Some employers include arbitration clauses in their standard form employment agreements as the arbitration process can be a confidential and cost-effective method of resolving legal disputes with employees. However, the recent decision by the Ontario Superior Court of Justice in Rhinehart v. Legend 3D Canada Inc., 2019 ONSC 3296 (Rhinehart), calls into question the enforceability of arbitration clauses in employment agreements. As a result, employers who utilize such should review whether they wish to continue to do so given their limited value in employment relationships.
Mr. Rhinehart is a US citizen who worked for Legend 3D Inc., an American company operating in California (Legend USA), from November 2012 until December 2016. During his employment with Legend USA, Mr. Rhinehart entered into several employment and arbitration agreements with Legend USA.
In January 2017, Mr. Rhinehart was transferred to Legend 3D Canada Inc. (Legend CA) and worked for Legend CA in Ontario until his employment was terminated in March 2018. During his employment with Legend CA, Mr. Rhinehart did not execute any employment agreements, nor did he enter into any arbitration agreements with Legend CA.
Following his dismissal, Mr. Rhinehart commenced an action in the Ontario Superior Court of Justice against both Legend CA and Legend USA (the Employers). The Employers brought a motion to stay the action against them on the basis of the arbitration agreements executed by Mr. Rhinehart during his employment with Legend USA. The Employers asserted that, an arbitration agreement requires the Court to stay the proceeding and refer the matter to arbitration.
The Court, however, found that the validity of the agreement is a question to be determined by the Court first. Conducting its validity analysis, the Court found as follows:
- There was no arbitration agreement between Mr. Rhinehart and Legend CA and there was no evidence to suggest that Legend CA could rely on Legend USA’s rights under its arbitration agreements or that Legend USA assigned it obligations under its arbitration agreements to Legend CA.
- While there were several arbitration agreements between Mr. Rhinehart and Legend USA, none were valid. One agreement was not fully executed. The scope of the other was limited to disputes between Mr. Rhinehart and Legend USA arising from his USA-based employment with Legend USA – not claims related to his Ontario-based employment with Legend CA, which is the subject of the action before the Court.
As a result of these determinations, the Court denied the Employers’ motion to stay the action.
“For the completeness of analysis,” the Court also considered whether there were any other reasons to refuse to stay the action. In determining that there were, the Court found the recent Ontario Court of Appeal decision in Heller v. Uber Technologies Inc., 2019 ONCA 1 (Heller) to be “directly applicable.”
Heller involved an Uber driver, Mr. Heller, who commenced a class action on behalf of all Uber drivers who worked on the Uber platform in Ontario since 2012. Mr. Heller sought a declaration that drivers in Ontario are Uber employees and therefore entitled to the benefits under the ESA.

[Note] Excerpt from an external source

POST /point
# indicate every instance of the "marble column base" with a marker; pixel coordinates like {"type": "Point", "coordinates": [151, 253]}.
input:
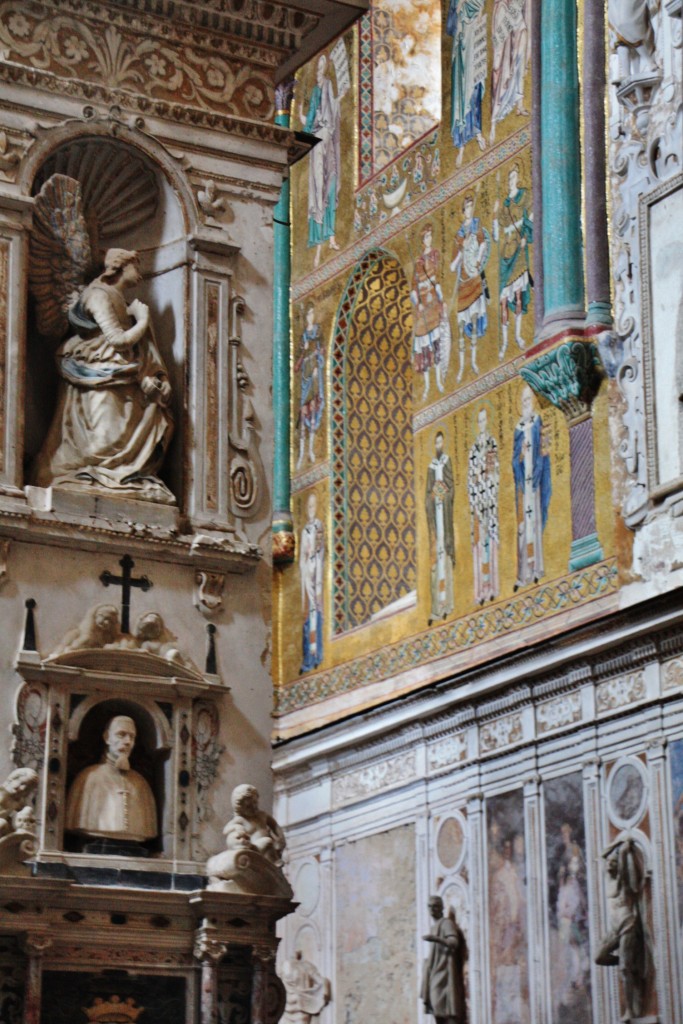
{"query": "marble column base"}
{"type": "Point", "coordinates": [585, 551]}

Uber brought a motion to stay the class action on the grounds that Mr. Heller was bound by an arbitration clause in the Uber Services Agreement. That clause provided, among other things, that any dispute arising out of the Services Agreement must go through an arbitration hearing held in the Netherlands. The motions judge upheld the Uber arbitration clause and granted its motion for a stay. The Court of Appeal reversed that decision, finding the arbitration clause to be invalid and unenforceable on two grounds: (1) it contracts out of the Employment Standards Act, 2000 (ESA), and (2) it is unconscionable under common law.
Applying the reasoning in Heller, the Court found that the arbitration agreements in Rhinehart were “an impermissible contracting out of the ESA” as they eliminate an employee’s right to use the complaint process provided for in the ESA to the Ministry of Labour or the civil proceeding exemption to that complaint process. The Court confirmed that Mr. Rhinehart’s choice not to pursue the complaint process under the ESA was “immaterial” to its analysis.
In light of the decisions in Heller and Rhinehart, arbitration clauses in employment agreements that do not permit employees to use the process provided for in the ESA (and potentially other employment statutes such as the Human Rights Code, Labour Relations Act, and Occupational Health and Safety Act) are likely invalid and unenforceable. Prudent employers who use arbitration clauses in their employment agreements should consider limiting those clauses to claims that would otherwise be determined by a court and excluding claims covered by applicable employment statues. Alternatively, employers may wish to remove their arbitration clauses entirely.